The U.S. 6th Circuit Court of Appeals (whose rulings apply to all Michigan employers) recently clarified how the Fair Labor Standards Act (FLSA) exemption for educational programs should be applied when some duties don’t fall within the educational purpose.

Facts

Cosmetology students at the Douglas J Institute were afforded “a true salon setting” in which to undergo their training, including the opportunity to provide supervised cosmetology services individually and in groups.
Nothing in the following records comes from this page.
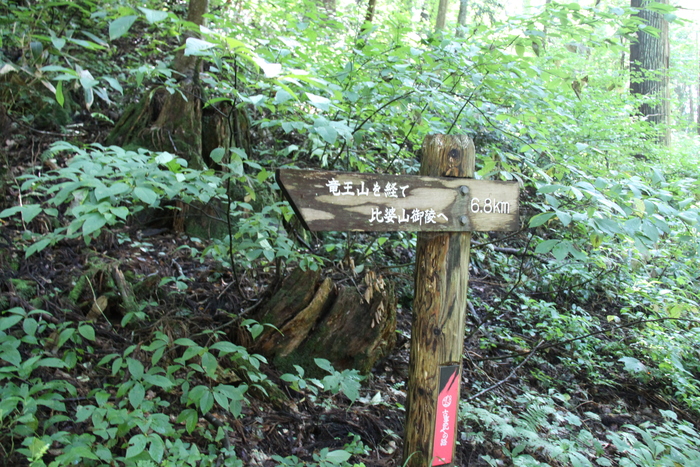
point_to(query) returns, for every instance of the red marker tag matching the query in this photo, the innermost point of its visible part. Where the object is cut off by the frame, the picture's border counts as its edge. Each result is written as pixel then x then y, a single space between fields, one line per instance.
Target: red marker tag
pixel 446 416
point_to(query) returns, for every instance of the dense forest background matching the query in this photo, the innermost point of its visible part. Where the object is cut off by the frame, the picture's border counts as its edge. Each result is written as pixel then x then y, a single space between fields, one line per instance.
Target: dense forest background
pixel 145 245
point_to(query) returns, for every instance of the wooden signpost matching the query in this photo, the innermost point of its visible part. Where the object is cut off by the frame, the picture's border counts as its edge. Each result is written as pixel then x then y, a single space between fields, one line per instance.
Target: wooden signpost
pixel 444 205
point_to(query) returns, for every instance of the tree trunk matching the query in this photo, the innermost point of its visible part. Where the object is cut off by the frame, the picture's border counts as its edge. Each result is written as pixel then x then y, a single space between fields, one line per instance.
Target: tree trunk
pixel 367 23
pixel 462 18
pixel 649 63
pixel 442 15
pixel 369 15
pixel 161 121
pixel 439 306
pixel 697 42
pixel 308 318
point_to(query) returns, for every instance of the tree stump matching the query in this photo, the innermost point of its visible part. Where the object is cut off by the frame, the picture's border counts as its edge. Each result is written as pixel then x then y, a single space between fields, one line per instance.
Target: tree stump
pixel 314 318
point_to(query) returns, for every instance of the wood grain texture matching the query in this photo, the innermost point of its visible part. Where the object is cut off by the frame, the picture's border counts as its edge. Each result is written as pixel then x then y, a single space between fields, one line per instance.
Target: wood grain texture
pixel 439 307
pixel 342 201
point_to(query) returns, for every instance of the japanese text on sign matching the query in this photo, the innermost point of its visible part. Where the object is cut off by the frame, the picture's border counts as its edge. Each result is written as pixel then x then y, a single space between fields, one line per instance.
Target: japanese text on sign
pixel 388 215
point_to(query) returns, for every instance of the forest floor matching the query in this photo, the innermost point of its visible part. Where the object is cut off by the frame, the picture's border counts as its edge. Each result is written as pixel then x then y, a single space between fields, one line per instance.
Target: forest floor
pixel 300 425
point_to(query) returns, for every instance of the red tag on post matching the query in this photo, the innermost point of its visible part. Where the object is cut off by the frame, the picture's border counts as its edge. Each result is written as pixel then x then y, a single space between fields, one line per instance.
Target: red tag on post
pixel 446 415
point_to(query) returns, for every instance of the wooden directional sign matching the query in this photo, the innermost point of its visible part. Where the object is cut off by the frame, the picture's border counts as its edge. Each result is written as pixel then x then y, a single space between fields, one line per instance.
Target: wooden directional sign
pixel 444 205
pixel 343 201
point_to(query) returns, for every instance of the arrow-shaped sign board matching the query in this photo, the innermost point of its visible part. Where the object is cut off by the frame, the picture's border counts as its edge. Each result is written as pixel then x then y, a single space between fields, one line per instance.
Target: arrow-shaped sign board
pixel 344 201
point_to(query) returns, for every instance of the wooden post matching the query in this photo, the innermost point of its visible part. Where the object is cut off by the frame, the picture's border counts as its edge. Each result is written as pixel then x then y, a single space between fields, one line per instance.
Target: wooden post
pixel 439 308
pixel 444 205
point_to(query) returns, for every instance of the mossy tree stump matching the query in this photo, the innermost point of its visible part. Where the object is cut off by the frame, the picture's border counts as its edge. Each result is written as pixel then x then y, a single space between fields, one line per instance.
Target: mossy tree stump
pixel 314 318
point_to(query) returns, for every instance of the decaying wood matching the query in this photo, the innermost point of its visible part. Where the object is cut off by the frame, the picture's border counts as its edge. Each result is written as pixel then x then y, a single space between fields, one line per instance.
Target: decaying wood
pixel 341 201
pixel 313 320
pixel 125 291
pixel 439 307
pixel 347 337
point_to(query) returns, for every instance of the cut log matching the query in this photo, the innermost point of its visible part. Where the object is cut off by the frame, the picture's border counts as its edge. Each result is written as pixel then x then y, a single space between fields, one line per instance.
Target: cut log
pixel 317 321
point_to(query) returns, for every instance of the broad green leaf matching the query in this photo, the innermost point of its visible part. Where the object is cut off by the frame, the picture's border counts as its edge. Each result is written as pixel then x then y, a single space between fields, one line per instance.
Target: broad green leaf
pixel 121 212
pixel 190 417
pixel 226 347
pixel 28 211
pixel 541 219
pixel 58 42
pixel 561 249
pixel 632 364
pixel 137 444
pixel 114 84
pixel 59 94
pixel 217 154
pixel 564 217
pixel 93 222
pixel 121 26
pixel 320 102
pixel 158 380
pixel 7 322
pixel 194 46
pixel 186 342
pixel 136 395
pixel 146 195
pixel 157 447
pixel 153 16
pixel 87 331
pixel 339 456
pixel 282 96
pixel 546 246
pixel 209 364
pixel 206 402
pixel 270 70
pixel 328 134
pixel 51 363
pixel 135 368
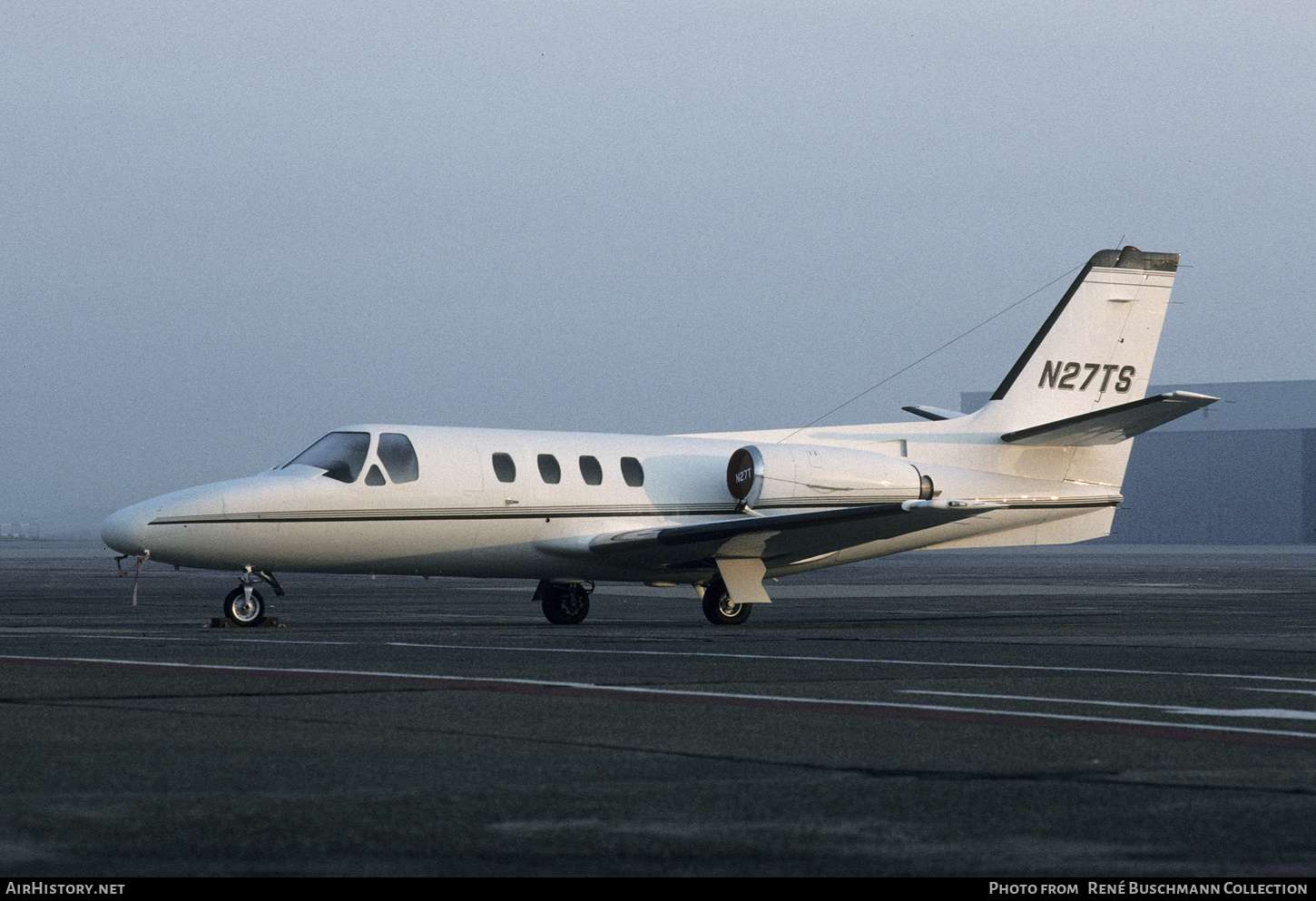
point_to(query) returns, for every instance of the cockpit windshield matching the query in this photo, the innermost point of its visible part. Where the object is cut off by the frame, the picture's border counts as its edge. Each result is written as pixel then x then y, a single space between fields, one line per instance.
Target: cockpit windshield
pixel 339 454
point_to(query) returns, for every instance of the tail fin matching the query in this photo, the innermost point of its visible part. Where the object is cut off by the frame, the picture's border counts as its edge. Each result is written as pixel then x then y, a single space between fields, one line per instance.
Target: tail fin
pixel 1095 348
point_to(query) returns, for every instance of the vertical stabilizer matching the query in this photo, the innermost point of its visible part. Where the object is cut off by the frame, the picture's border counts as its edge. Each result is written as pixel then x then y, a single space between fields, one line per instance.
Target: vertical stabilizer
pixel 1095 348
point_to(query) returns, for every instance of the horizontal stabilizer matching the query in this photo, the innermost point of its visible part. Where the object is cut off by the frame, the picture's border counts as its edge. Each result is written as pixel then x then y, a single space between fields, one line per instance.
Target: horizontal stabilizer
pixel 1112 425
pixel 933 413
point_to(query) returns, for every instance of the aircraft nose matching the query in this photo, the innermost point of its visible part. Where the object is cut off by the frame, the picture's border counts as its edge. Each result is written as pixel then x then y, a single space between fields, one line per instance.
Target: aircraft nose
pixel 125 530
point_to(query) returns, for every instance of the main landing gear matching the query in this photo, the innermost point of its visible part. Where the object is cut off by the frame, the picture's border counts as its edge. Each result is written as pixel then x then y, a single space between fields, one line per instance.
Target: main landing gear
pixel 243 607
pixel 719 607
pixel 565 602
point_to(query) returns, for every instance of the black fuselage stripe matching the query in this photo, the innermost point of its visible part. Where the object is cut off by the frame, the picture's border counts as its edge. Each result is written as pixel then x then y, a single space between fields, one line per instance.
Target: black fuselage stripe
pixel 531 514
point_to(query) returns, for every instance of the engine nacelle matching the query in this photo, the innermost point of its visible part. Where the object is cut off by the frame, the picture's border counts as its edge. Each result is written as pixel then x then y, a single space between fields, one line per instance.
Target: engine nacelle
pixel 809 475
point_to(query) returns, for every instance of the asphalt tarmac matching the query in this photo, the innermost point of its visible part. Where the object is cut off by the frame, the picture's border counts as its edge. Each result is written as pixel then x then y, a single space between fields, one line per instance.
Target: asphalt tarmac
pixel 1093 711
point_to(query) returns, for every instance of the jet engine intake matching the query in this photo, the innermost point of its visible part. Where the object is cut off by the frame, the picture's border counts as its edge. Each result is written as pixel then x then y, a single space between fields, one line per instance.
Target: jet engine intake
pixel 804 475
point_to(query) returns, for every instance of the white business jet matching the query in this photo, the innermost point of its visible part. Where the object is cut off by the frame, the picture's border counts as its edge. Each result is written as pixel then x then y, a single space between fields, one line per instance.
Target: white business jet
pixel 1041 463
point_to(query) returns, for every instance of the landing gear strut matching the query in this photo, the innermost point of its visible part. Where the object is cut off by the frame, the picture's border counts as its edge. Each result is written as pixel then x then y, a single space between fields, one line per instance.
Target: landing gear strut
pixel 565 604
pixel 243 605
pixel 719 607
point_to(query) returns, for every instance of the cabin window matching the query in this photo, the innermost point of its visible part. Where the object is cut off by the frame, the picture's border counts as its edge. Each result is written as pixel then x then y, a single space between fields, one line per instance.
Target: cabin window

They also were expected, however, to perform cleaning and janitorial activities, such as doing laundry, restocking shelves, and washing dishes.

The students, who spent up to four hours a day on the extraneous tasks, argued they should be paid for the time because the work itself was unrelated to their studies and specifically excluded from the Douglas J Institute curriculum and the state training requirements.

Court weighs in

The primary issue before the 6th Circuit was whether the cosmetology students were employees under the FLSA, which would entitle them to payment for the hours worked. The Act defines “employee” as “any individual employed by an employer,” and “employ” as to suffer or permit to work.

Courts use an economic reality test to decipher whether the relationship is one of employment, and there’s no presumption that students, even at vocational schools, are automatically excluded from an employee classification.